- Type: Geological formation
- Unit of: Planerkalk Group

Lithology
- Primary: Marl, limestone
- Other: Black shale

Location
- Country: Germany
- Extent: North Rhine-Westphalia Lower Saxony

Type section
- Named by: Hiss, Kaplan & Wiese
- Year defined: 2007

= Hesseltal Formation =

Geological formation in Germany

The Hesseltal Formation or Blackcoloured Formation is a Late Cretaceous (late Cenomanian to early Turonian) geological formation from northern Germany. It consists of lithified marls and limestone, with a unique series of black shales deposited in anoxic conditions during the Cenomanian-Turonian boundary event.
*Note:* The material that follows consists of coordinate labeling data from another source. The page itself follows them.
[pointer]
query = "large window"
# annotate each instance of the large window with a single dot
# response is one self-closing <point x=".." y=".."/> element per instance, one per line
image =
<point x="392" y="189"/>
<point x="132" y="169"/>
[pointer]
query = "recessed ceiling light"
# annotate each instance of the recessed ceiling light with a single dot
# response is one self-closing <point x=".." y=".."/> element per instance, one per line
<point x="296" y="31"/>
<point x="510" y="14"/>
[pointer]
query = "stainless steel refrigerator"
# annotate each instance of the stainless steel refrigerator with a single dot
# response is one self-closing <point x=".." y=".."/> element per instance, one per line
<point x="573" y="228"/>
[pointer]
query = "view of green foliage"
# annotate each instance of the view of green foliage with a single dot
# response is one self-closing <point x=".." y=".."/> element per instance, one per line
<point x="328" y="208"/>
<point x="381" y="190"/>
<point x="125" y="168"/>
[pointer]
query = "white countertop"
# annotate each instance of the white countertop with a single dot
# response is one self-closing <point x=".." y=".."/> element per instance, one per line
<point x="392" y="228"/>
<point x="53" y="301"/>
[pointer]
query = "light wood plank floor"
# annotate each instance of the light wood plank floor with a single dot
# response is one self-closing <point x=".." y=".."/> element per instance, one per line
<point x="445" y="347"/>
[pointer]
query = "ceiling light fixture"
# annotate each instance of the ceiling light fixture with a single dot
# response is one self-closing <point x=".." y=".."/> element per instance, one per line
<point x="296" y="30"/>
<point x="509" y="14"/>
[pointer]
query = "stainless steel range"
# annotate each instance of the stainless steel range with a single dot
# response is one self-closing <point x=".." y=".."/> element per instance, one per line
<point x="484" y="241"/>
It provides an important record of the fauna of the proto-North Sea basin. The formation's diversity of fossil fish is thought to be due to a consequence of an expanding oxygen minimum zone that caused mass mortalities among different communities of fish, including both those associated with warm surface waters and those associated with colder waters from upwelling. The anoxic conditions allowed for detailed preservation of some of these fish, including bony fish with their stomach contents preserved and even a few partial body fossils of cartilaginous fish. Fossil ammonites with preserved soft parts are also known.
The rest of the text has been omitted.